I also have an increasing desire for speakers to speak about what newly excites them, rather than reiterate their safe, well-worn conclusions. Related to that: I’d like to see speakers more directly serve their audience. (For example, for my Ágiles 2009 keynote, I’m asking the audience to tell me—in advance—the questions and topics they’d like me to speak on.) But I don’t much care for straight question-and-answer sessions, since those don’t “build” to a conclusion and tend not to surface much novelty.

So here are some vague thoughts:

  • The structure of the trip would be long train rides, including overnight travel, that allow the riders to work/jam together. When the trip stops in a city, it’d be for a one-day conference.

  • People would work together actively to learn things they’d present at one of the stops. So, for example, I might present “Thoughts on Mocks collected by talking and working with Freeman, Feathers, etc.” And many of the thoughts would not be of the form “The difference between mocks and stubs is…” but things like “when using mocks to TDD a UI, have mock objects just accept setters and return values with getters, which makes for more concise tests.”1

  • I’ve favor one-on-one work over group discussions. Two people talking or working together are more likely to get down-and-dirty than a group. (That’s part of the appeal of a train—it favors micro-groups.) I can see a person pursuing a particular topic working in a series of “sequentially monogamous” relationships.

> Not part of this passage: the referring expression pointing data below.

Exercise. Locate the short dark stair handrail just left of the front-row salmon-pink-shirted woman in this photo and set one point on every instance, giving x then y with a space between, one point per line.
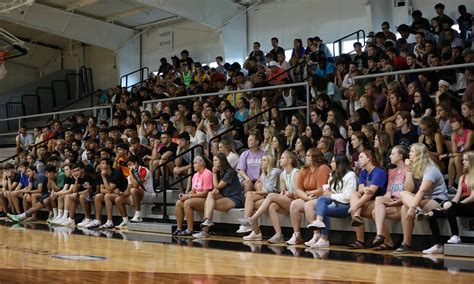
166 184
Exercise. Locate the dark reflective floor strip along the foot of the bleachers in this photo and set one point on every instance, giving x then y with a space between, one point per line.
423 261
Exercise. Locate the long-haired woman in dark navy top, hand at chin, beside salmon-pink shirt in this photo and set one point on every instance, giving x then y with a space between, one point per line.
226 194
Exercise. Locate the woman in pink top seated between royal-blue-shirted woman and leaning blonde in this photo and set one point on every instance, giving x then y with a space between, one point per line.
389 206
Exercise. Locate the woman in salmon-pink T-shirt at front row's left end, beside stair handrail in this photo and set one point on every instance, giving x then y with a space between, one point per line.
201 184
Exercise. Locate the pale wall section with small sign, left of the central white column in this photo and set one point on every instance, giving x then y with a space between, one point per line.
203 44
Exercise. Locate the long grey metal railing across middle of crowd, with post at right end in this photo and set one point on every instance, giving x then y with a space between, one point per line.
199 96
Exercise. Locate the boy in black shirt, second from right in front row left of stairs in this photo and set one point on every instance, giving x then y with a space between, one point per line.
112 184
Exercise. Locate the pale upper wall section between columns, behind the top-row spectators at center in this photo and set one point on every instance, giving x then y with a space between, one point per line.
328 19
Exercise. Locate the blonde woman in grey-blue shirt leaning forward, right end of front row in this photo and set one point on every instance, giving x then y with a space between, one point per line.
424 188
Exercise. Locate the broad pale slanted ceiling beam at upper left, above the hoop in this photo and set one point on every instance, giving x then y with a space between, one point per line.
70 25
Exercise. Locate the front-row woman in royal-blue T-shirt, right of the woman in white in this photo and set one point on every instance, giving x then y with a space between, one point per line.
372 183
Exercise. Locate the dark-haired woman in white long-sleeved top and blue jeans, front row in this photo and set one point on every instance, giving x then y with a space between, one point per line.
335 199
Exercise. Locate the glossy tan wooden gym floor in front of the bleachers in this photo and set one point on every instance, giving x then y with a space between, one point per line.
39 253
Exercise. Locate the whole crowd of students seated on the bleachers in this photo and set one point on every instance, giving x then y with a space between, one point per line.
374 148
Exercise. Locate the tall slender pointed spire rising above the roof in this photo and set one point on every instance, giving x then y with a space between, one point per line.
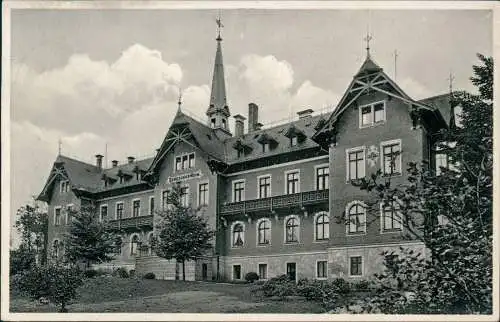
218 94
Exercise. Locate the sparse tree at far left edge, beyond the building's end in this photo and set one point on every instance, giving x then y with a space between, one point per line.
32 224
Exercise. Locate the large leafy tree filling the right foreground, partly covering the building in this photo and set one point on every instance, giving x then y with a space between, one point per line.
451 213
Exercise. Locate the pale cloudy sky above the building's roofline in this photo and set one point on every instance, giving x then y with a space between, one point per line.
96 77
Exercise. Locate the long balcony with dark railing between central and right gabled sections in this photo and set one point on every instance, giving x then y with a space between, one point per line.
268 204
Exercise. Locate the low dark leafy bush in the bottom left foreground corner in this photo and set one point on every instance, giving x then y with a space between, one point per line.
55 282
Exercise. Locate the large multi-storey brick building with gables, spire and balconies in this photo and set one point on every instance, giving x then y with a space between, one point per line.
280 198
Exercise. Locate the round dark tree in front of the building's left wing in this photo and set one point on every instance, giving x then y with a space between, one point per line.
88 239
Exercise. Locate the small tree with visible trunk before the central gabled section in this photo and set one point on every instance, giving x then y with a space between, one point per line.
183 232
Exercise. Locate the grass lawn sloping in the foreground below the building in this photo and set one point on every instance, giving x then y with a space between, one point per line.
113 294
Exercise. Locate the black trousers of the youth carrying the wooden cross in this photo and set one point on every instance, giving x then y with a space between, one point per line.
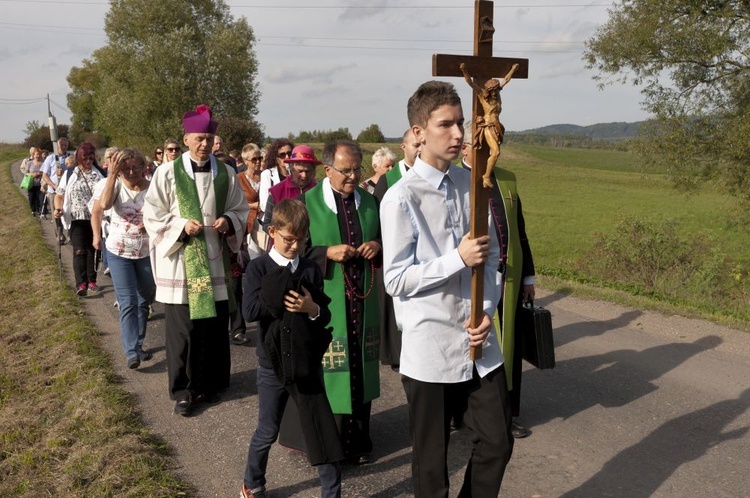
487 415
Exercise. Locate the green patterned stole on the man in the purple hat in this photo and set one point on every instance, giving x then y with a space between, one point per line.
197 271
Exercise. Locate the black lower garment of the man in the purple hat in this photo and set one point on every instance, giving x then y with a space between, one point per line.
198 357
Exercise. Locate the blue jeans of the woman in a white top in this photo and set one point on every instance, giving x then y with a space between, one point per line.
134 285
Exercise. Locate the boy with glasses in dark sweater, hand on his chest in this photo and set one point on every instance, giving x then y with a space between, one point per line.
285 291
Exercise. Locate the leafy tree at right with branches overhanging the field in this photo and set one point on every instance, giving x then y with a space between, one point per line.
691 57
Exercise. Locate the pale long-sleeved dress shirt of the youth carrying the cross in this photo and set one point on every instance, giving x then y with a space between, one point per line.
425 215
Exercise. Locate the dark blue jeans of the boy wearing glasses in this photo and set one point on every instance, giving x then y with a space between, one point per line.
272 399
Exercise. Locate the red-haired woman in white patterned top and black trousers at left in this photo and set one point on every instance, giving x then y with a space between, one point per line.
72 196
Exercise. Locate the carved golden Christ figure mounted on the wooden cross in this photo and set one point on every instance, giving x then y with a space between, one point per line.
487 128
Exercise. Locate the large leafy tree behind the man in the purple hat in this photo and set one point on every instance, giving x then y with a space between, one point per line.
136 88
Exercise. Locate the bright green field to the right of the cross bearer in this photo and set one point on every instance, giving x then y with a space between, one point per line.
570 194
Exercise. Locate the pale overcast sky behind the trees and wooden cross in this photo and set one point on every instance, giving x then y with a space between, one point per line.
340 63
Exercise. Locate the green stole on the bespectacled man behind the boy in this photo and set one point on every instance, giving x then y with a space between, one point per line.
324 231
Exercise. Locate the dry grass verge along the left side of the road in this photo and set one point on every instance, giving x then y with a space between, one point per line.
67 427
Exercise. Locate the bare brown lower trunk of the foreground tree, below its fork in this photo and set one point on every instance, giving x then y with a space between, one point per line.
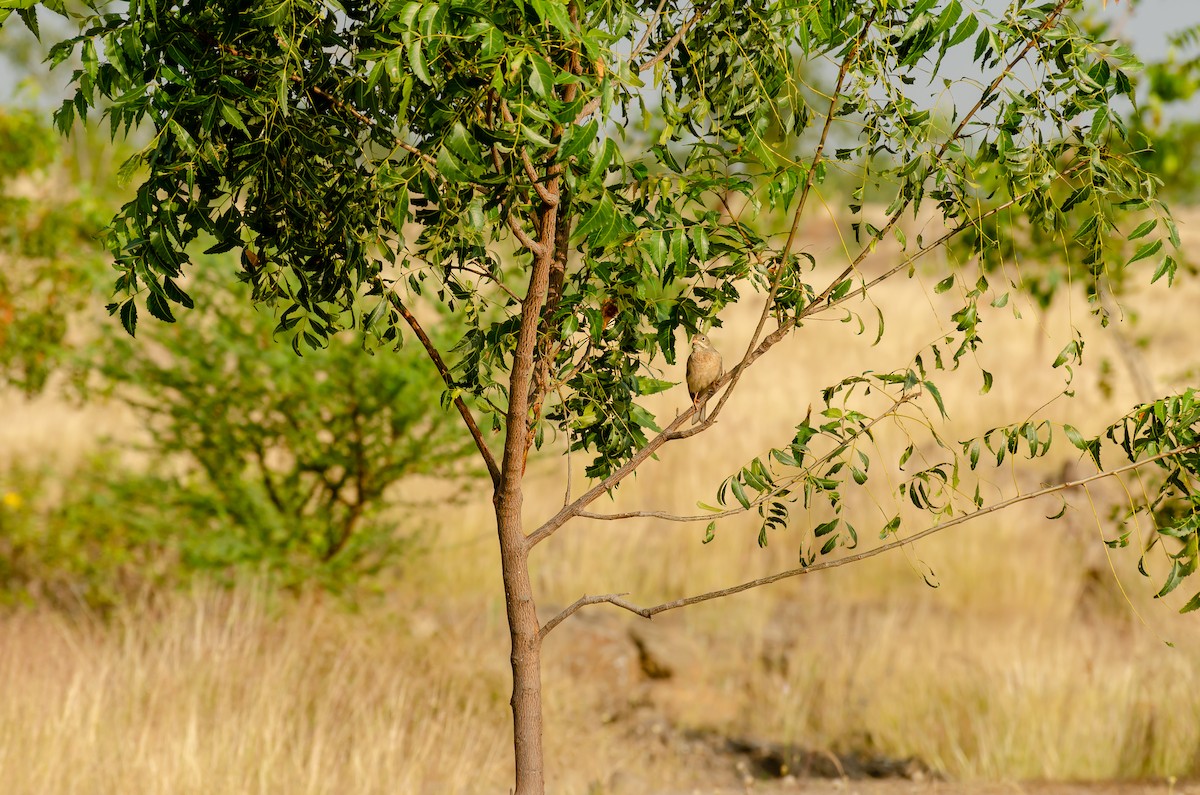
526 656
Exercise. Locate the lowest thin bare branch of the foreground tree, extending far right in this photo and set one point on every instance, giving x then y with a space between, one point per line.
651 612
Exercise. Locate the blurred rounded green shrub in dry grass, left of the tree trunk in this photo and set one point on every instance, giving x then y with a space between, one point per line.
284 462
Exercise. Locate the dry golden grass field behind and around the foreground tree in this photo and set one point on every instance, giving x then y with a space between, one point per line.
1037 657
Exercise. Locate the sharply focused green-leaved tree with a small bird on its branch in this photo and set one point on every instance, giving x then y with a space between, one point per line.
489 153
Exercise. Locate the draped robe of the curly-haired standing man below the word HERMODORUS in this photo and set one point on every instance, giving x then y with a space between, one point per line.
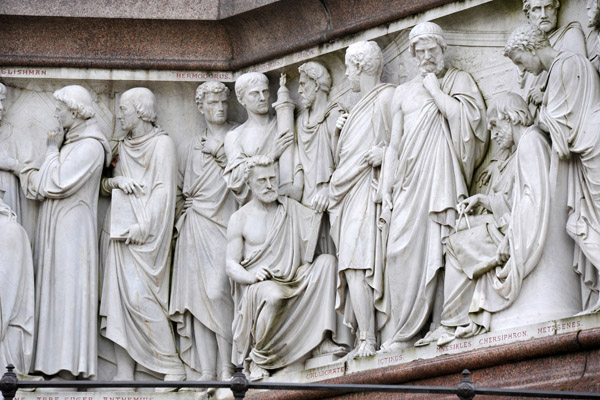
201 287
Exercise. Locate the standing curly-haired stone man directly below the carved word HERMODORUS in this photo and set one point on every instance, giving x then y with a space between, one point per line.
201 303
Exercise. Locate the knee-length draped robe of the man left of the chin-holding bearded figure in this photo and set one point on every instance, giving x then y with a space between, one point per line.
352 208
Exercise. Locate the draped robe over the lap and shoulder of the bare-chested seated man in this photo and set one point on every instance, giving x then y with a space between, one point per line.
280 320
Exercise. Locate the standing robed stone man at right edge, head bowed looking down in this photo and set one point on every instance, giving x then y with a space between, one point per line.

  • I can also imagine “customers”—non-coaches with problems—joining the trip for a day or so to serve as audience proxies to champion particular topics and shepherd creation of something useful. (This is maybe a little like my idea for an AR⊗TA conference.)

1 That’s not actually an idea I got from either of those people, so don’t blame them. It’s just that I’ve been noticing that this test:

     [sut disappear];

     [self assertTrue: [sut.pageView hidden]];

is clearer than a version that’s explicit about expectations:

   during: function() {
     [sut disappear];
   }
   expect: function() {
     [sut.pageView shouldReceive: @selector(setHidden) with: YES];
   }];

And it’s not just the whacky syntax in the latter. It has more to do that a GUI framework (at least Cocoa and its Javascript version) tends to have GUI objects that rely heavily on setters and getters. Maybe you would follow tell-not-ask when designing your own framework, but the people who designed those didn’t. So deal.

I did talk with Steve Freeman about it last week, and at least he didn’t recoil in horror.